Plusieurs minutes s’écoulèrent sans qu’on parvînt à la dégager. À demi évanouie, elle se laissa entraîner, à travers la salle des Pas-Perdus, jusqu’à la seconde salle d’attente, où la foule n’avait pas pénétré encore ; mais on ne lui laissa pas le temps de respirer, et il lui fallut aussitôt, car on craignait pour ses jours, reprendre sa course, sans s’arrêter, par les couloirs qui communiquent avec l’hôtel de la présidence. Arrivée là, quand elle se vit seule hors de péril, la pauvre mère faillit perdre tout son courage ; elle appelait ses enfants à grands cris ; elle voulait retourner sur ses pas, les chercher, les arracher à la foule ou mourir avec eux. Si l’incertitude se fût prolongée, sa raison n’eût pas résisté, peut-être, à ces inexprimables angoisses.

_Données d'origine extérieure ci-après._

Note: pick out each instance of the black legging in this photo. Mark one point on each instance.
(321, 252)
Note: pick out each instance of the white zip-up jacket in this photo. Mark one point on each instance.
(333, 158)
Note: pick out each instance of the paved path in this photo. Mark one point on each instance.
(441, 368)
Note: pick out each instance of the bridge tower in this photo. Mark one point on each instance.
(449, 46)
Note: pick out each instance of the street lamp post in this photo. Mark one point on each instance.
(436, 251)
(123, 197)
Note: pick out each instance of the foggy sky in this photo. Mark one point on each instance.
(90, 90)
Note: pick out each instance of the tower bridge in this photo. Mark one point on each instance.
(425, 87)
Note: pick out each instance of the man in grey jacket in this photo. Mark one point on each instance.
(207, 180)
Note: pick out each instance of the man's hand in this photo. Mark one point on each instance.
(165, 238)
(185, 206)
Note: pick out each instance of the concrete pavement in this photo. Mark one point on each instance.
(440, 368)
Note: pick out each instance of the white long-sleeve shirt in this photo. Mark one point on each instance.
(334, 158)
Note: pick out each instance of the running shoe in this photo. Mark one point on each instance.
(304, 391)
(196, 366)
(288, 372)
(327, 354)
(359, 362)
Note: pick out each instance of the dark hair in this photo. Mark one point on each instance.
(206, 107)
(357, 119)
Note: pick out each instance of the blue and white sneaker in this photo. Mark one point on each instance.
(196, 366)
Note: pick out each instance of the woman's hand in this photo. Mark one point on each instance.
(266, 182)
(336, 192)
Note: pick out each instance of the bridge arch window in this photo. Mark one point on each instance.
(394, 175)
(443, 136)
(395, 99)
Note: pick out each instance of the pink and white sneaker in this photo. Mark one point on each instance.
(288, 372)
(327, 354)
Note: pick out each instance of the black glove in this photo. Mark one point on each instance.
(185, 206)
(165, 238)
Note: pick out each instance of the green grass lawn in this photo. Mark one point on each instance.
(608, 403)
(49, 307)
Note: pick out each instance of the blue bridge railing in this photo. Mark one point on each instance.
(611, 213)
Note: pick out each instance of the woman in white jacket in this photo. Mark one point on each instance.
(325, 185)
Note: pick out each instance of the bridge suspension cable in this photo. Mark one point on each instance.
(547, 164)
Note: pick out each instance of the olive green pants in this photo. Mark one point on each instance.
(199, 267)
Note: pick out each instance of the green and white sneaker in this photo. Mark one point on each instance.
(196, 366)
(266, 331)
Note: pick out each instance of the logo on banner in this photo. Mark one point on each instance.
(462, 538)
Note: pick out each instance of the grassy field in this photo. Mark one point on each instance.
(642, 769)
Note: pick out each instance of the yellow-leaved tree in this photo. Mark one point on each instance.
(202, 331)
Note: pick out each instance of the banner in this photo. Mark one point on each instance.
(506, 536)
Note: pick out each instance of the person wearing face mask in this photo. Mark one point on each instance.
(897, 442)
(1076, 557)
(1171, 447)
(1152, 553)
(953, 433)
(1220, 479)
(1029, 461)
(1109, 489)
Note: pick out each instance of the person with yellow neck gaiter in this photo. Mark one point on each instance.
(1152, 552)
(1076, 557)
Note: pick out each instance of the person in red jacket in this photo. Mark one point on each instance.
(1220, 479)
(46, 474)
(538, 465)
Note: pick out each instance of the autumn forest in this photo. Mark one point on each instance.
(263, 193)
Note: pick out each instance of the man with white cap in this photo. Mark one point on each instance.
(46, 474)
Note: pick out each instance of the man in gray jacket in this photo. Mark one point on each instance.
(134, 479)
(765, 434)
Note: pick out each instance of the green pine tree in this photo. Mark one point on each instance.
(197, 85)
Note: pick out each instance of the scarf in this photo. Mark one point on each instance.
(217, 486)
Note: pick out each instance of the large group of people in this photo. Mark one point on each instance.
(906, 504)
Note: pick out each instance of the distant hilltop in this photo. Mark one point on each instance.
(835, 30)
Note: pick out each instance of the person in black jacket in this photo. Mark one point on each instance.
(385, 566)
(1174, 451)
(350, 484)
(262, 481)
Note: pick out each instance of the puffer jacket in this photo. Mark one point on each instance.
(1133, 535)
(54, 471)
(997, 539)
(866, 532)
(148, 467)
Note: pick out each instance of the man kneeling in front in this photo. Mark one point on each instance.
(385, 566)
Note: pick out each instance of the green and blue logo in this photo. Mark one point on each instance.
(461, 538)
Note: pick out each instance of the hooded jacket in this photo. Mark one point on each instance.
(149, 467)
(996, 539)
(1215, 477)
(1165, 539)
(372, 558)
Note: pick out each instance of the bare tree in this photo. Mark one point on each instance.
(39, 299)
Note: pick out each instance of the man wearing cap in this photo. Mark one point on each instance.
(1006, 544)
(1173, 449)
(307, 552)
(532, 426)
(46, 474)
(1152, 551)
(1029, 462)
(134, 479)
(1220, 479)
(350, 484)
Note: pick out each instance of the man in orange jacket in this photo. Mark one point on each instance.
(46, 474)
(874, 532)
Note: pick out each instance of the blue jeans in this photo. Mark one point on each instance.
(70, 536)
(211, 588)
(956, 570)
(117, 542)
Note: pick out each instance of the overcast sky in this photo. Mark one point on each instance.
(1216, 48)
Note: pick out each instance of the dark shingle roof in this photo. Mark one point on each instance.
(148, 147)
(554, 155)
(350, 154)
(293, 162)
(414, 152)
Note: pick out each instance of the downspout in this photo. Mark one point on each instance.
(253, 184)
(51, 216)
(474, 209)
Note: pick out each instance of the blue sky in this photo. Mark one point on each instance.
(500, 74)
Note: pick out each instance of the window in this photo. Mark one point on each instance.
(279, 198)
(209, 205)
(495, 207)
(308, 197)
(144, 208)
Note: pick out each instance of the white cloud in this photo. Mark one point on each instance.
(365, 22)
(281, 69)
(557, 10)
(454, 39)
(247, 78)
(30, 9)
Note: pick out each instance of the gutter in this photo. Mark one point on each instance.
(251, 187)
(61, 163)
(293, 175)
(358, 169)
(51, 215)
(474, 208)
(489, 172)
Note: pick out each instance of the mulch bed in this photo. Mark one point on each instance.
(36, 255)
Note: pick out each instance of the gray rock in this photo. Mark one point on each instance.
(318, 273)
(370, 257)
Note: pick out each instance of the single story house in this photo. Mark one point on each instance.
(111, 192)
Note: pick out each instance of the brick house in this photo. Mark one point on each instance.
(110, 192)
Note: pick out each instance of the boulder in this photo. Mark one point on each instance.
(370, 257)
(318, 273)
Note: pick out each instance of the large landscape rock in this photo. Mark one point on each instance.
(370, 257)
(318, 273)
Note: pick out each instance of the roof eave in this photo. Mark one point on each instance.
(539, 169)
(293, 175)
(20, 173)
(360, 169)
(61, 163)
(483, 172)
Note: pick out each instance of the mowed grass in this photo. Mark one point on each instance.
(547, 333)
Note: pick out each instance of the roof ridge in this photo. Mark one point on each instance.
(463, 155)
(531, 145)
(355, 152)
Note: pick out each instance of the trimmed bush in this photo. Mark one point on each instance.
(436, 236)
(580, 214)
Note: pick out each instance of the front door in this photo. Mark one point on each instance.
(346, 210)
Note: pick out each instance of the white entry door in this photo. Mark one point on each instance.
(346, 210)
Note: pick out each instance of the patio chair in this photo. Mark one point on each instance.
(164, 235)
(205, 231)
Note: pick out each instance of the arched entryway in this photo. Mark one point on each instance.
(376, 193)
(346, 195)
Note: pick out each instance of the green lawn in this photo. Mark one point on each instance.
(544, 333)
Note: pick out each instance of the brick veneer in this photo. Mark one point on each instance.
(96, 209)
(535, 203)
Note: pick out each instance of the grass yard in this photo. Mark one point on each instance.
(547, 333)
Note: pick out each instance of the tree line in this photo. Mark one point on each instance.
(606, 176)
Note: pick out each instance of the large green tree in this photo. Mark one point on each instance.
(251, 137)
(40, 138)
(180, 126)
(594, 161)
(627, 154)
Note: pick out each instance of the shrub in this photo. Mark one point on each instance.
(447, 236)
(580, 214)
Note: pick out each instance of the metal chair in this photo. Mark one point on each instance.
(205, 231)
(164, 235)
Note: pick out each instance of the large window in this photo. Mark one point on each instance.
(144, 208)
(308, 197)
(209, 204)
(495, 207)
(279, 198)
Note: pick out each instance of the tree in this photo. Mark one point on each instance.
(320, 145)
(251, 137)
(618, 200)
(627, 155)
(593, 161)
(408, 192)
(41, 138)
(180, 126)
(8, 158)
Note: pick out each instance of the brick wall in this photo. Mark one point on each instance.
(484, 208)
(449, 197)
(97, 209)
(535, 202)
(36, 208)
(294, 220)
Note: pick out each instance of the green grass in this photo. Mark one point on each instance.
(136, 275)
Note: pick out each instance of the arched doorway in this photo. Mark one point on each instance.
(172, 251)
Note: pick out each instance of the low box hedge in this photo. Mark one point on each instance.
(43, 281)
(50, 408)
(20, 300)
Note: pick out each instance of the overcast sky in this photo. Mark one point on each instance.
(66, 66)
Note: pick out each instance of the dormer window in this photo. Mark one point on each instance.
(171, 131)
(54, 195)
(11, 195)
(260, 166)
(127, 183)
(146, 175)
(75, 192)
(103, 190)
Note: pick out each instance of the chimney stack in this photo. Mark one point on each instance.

Par bonheur, au bout de quelques instants, le comte de Paris lui fut rendu, et elle apprit avec certitude que le duc de Chartres était en sûreté. Tous deux avaient couru des dangers. Le comte de Paris était tombé sur les dernières marches de l’escalier, et peu s’en fallut que, dans l’obscurité du couloir, il ne fût foulé aux pieds. Un officier de sa maison, reconnaissant sa voix enfantine, l’avait saisi, emporté dans ses bras, et, l’ayant fait passer à travers une fenêtre basse qui ouvre sur le jardin de la présidence, il le ramenait à sa mère[1]. Au même moment, le duc de Chartres, arraché des mains d’un insurgé par le frère d’un

  1. En traversant le jardin, le petit prince, déjà remis de sa frayeur, et tout à la curiosité de son âge et de son rang, disait à l’officier qui le portait : « Mais n’est-ce pas, monsieur, qu’on ne m’empêchera pas d’être roi ? »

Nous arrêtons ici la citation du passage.